Search code examples
javacsvutf-8character-encodingopencsv

OpenCSV CsvToBean: First column not read for UTF-8 Without BOM


Using OpenCSV to parse UTF-8 documents without BOM results in the first column not read. Giving as an input the same document content but encoded in UTF-8 with BOM works correctly.

I set specifically the charset to UTF-8

    fileInputStream = new FileInputStream(file);
    inputStreamReader = new InputStreamReader(fileInputStream, StandardCharsets.UTF_8);
    reader = new BufferedReader(inputStreamReader);
    HeaderColumnNameMappingStrategy<Bean> ms = new HeaderColumnNameMappingStrategy<Bean>();
    ms.setType(Bean.class);
    CsvToBean<Bean> csvToBean = new CsvToBeanBuilder<Bean>(reader).withType(Bean.class).withMappingStrategy(ms)
            .withSeparator(';').build();
    csvToBean.parse();

I've created a sample project where the issue can be reproduced: https://github.com/dajoropo/csv2beanSample

Running the Unit Test you can see how the UTF-8 file without BOM fails and with BOM works correctly.

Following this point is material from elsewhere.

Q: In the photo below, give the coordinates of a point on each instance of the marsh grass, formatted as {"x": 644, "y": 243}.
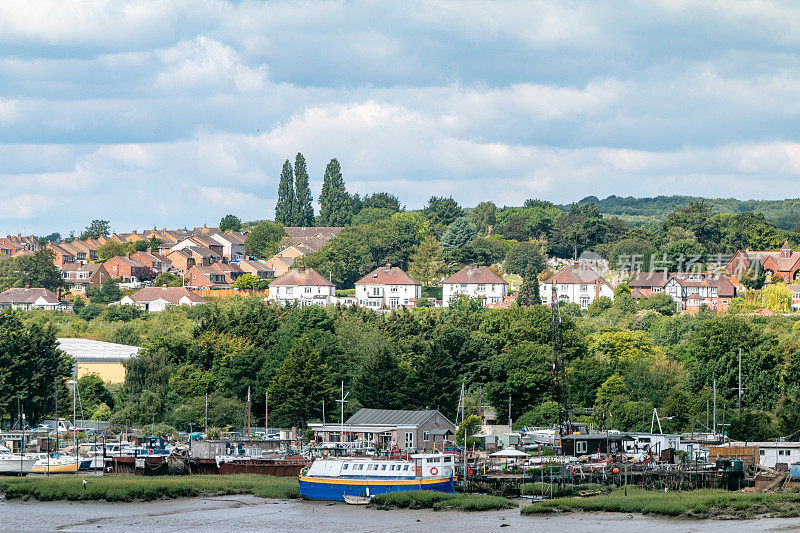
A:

The error comes in the second assertion, because the first column in not read. Result it:

[Bean [a=null, b=second, c=third]]

Any hint?


Solution

  • If I open Bean class in you project and search for "B" then I can find one entry. If I search for "A" then I cannot :) It means you copy/pasted A with BOM header to Bean class. BOM header is not visible but still taken into account.

    If I fix "A" then another test starts failing but I think you can fix it using BOMInputStream.

    Check this question and answer Byte order mark screws up file reading in Java

    It is known problem. You can use Apache Commons IO's BOMInputStream to solve it.

    Just tried

        <dependency>
            <groupId>commons-io</groupId>
            <artifactId>commons-io</artifactId>
            <version>2.6</version>
        </dependency>
    

    and

            inputStreamReader = new InputStreamReader(new BOMInputStream(fileInputStream), StandardCharsets.UTF_8);
    

    and fixing

    @CsvBindByName(column = "A")
    private String a;
    

    to exclude prefix from "A" makes both tests passing